High Wye!

These pictures from Monday have raised eyebrows amongst my friends, and indeed are impressive in their biblical, dawn-of-time way.

Of course, depressingly, they indicate my fishing has ground to a halt, but less selfishly, worries about riverside residents take precedence.

As do questions and worries about the floods themselves.

Why does the Wye rise so fast and drop so comparatively slowly? That’s something I have never quite got my tiny brain around.

Are Wye flood scenarios (and floods in general) really getting more serious and frequent? Even in my life I remember very many of them, and history abounds with records of them.

We know the media loves a story, and every story must have a shock horror impact.

What is the impact on fish of all species?

Surely smaller fish cannot face floods of this magnitude, and get washed downriver?

How do trout, chub and barbel cope?

Do they dig into marginal tree growth and hunker down?

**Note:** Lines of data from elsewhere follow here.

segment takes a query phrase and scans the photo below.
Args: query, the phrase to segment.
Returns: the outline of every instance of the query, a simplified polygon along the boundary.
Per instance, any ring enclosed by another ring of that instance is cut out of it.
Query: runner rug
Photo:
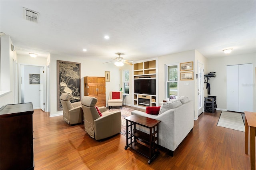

Do they find deep troughs and channels where they can lie with the full force of the water over their heads?

Or do they get forced downriver little by little?

What about the remains of weed beds?

Can the remnants of ranunculus withstand long-term disruptions on this scale?

How do spawning redds and beds cope?

Are the gravels swept away? Do they become clogged with silt? Or do the floods hoover them clean?

And what of invertebrates? Can they take the force of floods like these?